Notably, the volumetric sources are located in the same depth range as postulated by geochemists for hydrothermal and possible magmatic fluid reservoirs in Yellowstone. They also are remarkably similar in location to areas of anomalously low seismic velocities determined in a recent P- and S-wave tomographic inversion of local earthquake and explosion source seismic data described above.

Deformation of Surrounding Fault Zones

Deformation Of The Hebgen Lake Fault Zone

Our initial GPS network covered two active fault zones. On the west side of the Yellowstone Plateau, the Hebgen Lake fault experienced the largest historic earthquake in the Basin-Range, the Ms = 7.5, 1959 Hebgen Lake earthquake. Repeated GPS surveys of all or portions of the Hebgen Lake network between 1987-1993 revealed ongoing horizontal velocities at high rates of 3 to 5 mm/yr. extension in a N-NE direction. Remarkably, horizontal deformation has continued for several decades following the 1959 Hebgen Lake earthquake. We note that there are insufficient aftershocks to match the equivalent seismic moment for this anomalously high rate. In contrast, no significant vertical motion is apparent in the GPS measurements.
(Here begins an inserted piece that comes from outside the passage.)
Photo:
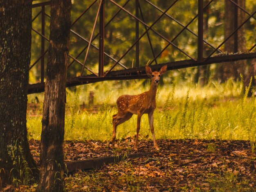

Deformation Of The Teton Fault Zone

The Teton fault zone, 10 km to the south of Yellowstone, is characterized by very high Holocene slip rates of ~1-2 mm/yr . However, the relative GPS horizontal and vertical velocities in the Teton fault network are less than 1 mm/yr. This rate is much smaller than that calculated from neotectonic and trenching studies by the University of Utah, suggesting that dominant NE extension observed at Hebgen Lake appears to die out before the Teton Range.

Collaborative Research with with Arthur Sylvester

We discuss here our collaborative research on crustal deformation of the Teton fault with Professor Art Sylvester of the Univ. of California, Santa Barbara. In 1987 the University established 44 benchmarks on a 21 km east-west line that crosses the Teton fault in the middle of the Teton Range. The points have been observed periodically since then and expanded in 1995 to extend across the entire Jackson Hole valley.

Our initial observations of the level line revealed that the hanging wall (valley of Jackson Hole) rose while the footwall (Teton Range) rose. This pattern is opposite to what a normal fault is expected to do prior to a large earthquake, and several explanations, including east-west compression, migration of seismicity from the fault, near surface ground water expansion of the valley floor, etc. have been put forth. The most recent observation of the Teton level line shows that the valley floor still remains in uplift, and we have not explained these paradoxial observations.